Third, monitoring-specific tool subset. Monitoring needs 6 tools (send_command, send_and_await, get_game_state, get_logs, query_nearby, get_command_response). The full agent ships 33. The fix builds a _monitoring_tool_schemas list at init time and passes it during interventions, saving roughly 1K tokens per call.
Fourth, Gemini’s system_instruction parameter. The 2K-token system prompt was being prepended to the first user message rather than passed to the API as a system instruction. Gemini caches system_instruction across requests; user-message content is not cached. Switching the call to pass it correctly turned a per-request 2K-token charge into a one-time cost.
Why I didn’t notice for two hours¶
The lesson worth taking from this incident is about visibility, not the fix itself. The cost stayed invisible to me the whole time, because both the Gemini and Ollama clients in the original llm_client.py returned input_tokens=0 and output_tokens=0 in every response. Provider-side usage metadata is exposed (response.usage_metadata.prompt_token_count for Gemini, data["prompt_eval_count"] for Ollama) but the client never read it. Without per-request token counts, the cost-per-session estimate was always 0 in the agent’s status output. The first signal was the $26 invoice.
The fix is two lines per provider:
# manny_driver/llm_client.py:240
llm_resp.input_tokens = getattr(response.usage_metadata, 'prompt_token_count', 0) or 0
llm_resp.output_tokens = getattr(response.usage_metadata, 'candidates_token_count', 0) or 0
# manny_driver/llm_client.py:453 (Ollama)

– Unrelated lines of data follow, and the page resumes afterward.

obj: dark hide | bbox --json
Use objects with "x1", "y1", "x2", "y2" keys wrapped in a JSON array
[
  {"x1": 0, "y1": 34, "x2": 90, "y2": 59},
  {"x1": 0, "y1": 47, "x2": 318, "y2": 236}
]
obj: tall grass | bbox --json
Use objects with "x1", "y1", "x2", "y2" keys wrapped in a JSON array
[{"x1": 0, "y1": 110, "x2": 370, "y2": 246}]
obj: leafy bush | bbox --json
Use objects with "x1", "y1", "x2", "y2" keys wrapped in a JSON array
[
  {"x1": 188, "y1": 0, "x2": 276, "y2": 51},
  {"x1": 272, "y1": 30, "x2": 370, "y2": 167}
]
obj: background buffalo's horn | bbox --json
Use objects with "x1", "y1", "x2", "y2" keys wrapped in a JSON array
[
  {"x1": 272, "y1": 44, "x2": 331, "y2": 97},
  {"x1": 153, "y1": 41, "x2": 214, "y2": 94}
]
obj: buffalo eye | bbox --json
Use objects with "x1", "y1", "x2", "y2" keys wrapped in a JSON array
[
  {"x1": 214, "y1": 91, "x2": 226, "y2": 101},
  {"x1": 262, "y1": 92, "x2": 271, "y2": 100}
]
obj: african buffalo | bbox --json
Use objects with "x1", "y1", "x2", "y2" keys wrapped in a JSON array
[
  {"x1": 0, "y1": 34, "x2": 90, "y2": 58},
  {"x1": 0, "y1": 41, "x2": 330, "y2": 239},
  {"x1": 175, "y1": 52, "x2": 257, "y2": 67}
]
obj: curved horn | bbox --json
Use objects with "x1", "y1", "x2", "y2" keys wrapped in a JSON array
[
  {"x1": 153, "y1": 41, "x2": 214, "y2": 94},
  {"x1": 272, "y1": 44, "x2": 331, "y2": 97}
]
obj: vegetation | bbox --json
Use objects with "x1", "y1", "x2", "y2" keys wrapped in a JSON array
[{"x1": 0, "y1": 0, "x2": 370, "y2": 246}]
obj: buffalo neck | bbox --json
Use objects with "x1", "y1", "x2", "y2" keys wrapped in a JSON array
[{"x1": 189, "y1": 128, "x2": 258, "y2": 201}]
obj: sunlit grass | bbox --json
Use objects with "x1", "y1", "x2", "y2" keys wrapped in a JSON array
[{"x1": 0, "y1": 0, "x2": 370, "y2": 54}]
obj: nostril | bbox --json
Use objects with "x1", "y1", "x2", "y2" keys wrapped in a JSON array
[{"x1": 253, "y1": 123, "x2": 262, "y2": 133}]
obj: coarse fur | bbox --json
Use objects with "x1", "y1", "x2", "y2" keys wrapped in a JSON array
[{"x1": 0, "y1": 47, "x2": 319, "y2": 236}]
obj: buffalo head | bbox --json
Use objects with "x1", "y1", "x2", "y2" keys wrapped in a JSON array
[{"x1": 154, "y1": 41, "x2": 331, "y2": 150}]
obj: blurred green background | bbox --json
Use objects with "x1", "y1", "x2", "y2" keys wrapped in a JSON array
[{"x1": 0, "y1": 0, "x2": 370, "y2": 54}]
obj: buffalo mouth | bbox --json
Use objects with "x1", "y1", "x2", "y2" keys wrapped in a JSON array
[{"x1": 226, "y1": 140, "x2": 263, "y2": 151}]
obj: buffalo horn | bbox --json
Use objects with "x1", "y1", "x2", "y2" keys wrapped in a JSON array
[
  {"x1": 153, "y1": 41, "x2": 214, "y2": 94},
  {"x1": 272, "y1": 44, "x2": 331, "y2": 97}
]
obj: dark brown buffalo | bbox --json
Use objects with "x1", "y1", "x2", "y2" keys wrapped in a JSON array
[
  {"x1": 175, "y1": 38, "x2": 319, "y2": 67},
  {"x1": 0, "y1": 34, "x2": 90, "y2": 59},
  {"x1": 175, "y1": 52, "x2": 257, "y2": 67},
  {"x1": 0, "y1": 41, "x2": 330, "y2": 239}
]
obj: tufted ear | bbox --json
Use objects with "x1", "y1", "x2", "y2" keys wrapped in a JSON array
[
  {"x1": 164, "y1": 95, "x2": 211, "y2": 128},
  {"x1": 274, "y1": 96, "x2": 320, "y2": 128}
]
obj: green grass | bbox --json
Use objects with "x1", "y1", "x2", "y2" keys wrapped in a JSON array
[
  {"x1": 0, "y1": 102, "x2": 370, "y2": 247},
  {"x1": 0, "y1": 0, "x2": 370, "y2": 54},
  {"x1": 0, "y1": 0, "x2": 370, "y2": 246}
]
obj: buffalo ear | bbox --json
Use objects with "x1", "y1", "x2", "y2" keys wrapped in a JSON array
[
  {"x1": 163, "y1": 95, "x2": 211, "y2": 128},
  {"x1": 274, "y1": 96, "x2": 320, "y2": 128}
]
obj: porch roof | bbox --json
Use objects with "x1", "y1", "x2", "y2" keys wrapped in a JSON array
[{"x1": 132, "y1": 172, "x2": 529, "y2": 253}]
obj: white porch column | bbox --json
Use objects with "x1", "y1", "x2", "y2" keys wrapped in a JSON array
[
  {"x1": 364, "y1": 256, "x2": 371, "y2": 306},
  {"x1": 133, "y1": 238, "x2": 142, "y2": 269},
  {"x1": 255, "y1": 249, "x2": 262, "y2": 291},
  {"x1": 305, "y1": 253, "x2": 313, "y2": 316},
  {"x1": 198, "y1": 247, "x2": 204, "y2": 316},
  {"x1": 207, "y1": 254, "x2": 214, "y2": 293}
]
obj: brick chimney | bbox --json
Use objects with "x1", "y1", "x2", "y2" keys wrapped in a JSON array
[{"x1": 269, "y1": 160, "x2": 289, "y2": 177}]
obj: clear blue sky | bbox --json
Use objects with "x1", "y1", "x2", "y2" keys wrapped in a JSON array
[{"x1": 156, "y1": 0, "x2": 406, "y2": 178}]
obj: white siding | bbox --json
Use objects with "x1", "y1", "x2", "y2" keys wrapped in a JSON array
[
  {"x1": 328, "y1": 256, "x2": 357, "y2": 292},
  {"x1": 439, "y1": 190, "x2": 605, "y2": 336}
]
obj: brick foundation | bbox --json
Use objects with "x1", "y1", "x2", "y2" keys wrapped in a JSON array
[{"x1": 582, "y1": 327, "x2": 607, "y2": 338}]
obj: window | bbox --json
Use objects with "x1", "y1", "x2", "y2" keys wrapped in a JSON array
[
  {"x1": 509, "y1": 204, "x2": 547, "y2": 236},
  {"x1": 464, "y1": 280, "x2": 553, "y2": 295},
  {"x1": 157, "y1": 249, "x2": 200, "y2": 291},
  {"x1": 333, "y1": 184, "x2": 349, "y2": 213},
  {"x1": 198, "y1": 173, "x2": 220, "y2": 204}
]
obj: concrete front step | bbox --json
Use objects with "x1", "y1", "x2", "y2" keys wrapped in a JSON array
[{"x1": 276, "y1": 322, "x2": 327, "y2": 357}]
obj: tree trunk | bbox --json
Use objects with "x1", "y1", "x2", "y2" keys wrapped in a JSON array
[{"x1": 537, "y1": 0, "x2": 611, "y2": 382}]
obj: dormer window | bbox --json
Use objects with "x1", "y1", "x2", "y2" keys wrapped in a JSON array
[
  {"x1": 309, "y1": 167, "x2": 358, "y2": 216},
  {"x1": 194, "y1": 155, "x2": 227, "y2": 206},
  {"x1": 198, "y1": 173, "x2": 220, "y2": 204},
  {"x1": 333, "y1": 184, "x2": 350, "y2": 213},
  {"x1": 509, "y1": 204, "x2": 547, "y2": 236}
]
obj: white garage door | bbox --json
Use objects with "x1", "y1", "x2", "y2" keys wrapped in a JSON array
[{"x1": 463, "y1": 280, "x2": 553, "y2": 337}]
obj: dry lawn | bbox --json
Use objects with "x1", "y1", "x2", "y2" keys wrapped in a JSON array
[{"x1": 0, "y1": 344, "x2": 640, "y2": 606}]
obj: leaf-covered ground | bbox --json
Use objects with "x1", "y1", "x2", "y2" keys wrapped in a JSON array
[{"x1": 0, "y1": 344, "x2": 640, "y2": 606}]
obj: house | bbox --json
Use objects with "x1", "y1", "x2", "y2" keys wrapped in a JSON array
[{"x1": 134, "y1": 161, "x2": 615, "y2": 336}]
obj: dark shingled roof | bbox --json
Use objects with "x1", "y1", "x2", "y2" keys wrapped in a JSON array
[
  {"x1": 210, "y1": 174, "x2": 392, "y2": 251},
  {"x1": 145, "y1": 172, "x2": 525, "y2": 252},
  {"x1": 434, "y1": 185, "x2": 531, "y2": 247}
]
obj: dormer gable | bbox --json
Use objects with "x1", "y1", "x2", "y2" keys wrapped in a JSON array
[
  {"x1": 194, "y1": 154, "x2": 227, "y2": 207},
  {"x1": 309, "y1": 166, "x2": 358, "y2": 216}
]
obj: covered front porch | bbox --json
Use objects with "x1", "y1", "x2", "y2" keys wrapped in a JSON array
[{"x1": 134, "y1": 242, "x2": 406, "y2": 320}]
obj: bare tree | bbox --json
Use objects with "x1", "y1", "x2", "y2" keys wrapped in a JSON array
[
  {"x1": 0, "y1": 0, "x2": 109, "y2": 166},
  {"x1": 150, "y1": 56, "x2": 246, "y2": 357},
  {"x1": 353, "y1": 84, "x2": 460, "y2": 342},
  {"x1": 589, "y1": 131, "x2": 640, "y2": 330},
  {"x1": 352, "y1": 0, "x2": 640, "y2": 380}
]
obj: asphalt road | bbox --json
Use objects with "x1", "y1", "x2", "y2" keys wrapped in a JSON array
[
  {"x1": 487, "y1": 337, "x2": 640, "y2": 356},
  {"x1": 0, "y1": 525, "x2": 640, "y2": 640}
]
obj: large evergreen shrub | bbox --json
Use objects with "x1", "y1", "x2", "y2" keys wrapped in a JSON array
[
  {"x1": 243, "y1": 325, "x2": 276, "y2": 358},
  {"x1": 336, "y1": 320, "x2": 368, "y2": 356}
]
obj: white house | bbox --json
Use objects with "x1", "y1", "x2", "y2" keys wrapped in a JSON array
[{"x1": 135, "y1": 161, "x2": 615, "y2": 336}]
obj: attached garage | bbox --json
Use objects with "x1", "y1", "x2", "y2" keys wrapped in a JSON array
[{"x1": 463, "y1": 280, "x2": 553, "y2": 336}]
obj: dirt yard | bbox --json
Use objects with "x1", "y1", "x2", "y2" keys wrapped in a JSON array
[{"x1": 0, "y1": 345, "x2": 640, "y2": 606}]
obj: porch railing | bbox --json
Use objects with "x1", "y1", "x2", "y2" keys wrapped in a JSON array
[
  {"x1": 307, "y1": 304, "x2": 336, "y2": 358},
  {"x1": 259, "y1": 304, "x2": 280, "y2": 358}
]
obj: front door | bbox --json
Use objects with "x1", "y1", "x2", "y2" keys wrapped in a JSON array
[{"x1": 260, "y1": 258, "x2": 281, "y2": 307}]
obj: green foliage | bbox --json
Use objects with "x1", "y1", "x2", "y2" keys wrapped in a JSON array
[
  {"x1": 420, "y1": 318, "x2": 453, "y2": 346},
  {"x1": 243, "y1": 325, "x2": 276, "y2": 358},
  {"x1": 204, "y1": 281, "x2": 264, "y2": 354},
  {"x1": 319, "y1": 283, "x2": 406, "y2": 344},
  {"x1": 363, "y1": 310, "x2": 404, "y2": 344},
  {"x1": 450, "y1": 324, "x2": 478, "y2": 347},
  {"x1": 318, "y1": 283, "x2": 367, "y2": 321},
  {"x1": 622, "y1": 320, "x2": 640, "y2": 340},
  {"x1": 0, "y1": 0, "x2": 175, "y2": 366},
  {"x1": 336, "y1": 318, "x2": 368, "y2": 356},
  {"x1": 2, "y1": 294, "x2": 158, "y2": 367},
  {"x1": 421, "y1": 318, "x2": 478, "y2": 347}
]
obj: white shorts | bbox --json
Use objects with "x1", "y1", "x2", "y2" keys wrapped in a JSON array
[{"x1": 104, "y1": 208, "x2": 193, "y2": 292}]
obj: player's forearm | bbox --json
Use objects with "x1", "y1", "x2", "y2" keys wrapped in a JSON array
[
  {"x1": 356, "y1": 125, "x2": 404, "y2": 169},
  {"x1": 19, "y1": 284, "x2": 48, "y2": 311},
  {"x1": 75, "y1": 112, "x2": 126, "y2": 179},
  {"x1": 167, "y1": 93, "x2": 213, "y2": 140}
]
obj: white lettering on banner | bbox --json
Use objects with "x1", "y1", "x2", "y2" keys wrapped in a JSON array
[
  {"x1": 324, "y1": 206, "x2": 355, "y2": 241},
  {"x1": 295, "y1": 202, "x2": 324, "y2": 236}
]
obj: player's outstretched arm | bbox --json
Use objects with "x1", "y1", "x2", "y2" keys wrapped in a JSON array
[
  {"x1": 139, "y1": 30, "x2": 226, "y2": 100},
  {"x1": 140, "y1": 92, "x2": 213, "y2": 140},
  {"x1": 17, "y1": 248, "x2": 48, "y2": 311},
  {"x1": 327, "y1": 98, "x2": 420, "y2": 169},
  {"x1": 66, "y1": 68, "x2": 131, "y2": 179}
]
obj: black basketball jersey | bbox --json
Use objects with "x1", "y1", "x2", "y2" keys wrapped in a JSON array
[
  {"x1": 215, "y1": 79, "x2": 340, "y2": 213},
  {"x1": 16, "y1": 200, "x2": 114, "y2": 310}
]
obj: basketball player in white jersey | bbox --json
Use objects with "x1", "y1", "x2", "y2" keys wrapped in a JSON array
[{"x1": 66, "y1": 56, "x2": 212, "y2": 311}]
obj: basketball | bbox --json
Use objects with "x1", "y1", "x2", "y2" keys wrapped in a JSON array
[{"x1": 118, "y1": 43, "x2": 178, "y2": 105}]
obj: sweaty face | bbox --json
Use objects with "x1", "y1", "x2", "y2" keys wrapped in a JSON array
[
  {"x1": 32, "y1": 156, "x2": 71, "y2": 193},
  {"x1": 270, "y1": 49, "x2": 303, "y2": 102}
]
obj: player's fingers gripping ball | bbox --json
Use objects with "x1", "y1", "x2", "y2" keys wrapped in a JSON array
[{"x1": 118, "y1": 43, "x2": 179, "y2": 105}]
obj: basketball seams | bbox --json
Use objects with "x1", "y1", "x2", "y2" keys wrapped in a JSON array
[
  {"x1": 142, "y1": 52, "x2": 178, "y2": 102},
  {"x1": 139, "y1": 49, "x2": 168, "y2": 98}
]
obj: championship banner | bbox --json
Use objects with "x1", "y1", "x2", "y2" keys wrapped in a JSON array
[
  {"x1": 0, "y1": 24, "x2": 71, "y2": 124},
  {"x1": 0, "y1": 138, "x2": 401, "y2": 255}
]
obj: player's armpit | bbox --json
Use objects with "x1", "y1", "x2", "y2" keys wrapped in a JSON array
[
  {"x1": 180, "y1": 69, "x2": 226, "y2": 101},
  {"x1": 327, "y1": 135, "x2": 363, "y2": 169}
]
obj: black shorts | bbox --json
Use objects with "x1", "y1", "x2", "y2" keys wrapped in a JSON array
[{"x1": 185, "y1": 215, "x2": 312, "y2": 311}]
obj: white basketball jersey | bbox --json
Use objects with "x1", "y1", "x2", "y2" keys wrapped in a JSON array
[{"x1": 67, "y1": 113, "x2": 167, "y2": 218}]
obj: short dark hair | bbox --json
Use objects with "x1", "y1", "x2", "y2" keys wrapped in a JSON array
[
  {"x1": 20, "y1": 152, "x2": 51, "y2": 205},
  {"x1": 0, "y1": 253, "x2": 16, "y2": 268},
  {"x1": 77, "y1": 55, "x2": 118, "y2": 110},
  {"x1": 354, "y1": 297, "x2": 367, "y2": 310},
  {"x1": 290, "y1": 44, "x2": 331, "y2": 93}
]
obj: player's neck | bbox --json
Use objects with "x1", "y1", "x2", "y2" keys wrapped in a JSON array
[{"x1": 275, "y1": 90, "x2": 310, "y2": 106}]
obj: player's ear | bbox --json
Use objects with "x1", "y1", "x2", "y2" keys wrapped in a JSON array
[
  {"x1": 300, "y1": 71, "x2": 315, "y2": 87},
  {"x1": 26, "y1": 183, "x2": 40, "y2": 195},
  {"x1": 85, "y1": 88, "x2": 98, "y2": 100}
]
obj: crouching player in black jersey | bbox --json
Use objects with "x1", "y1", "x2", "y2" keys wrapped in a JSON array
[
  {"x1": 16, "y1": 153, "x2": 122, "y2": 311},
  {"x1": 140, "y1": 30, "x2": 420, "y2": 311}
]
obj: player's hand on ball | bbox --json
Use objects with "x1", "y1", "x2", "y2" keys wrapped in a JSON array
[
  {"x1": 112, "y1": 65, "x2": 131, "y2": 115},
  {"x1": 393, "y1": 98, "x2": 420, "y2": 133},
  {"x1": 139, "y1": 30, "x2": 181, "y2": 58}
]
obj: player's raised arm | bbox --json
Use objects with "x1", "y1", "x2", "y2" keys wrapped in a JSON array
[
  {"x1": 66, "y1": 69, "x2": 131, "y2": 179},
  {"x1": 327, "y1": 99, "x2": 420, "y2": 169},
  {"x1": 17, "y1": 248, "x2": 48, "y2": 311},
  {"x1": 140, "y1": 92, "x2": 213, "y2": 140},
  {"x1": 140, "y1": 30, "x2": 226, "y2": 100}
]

input_tokens=data.get("prompt_eval_count", 0) or 0,
output_tokens=data.get("eval_count", 0) or 0,
With token tracking in place, the driver now enforces a soft budget cap (max_session_cost_usd: 1.00 in config.py) that stops the run with a status message if the running cost crosses the threshold. The cap is a backstop, not a fix. It bounds how long a bug runs before I notice.
Why this generalizes¶
For an agentic eval harness, this bug is the worst kind to ship: the agent kept producing reasonable-looking outputs the whole time it was burning money. The KILL_LOOP ran. The monitoring fired. The interventions handled inventory-full correctly. From the outside, the system was working. The failure was structural and invisible because the structure being failed was the request payload, which the operator never sees in the normal monitoring view.
Two takeaways for anyone building autonomous agents on metered providers. First, instrument provider-side token metadata before you ship; the cost of a missed instrumentation call is bounded by your provider’s billing window, which is much longer than your debugging window. Second, treat any field that participates in prompt construction as if it could blow up exponentially, because if it has the read-and-overwrite shape, eventually it will. The $26 number is small; the same bug on a six-hour overnight run with a more expensive model would have been $400.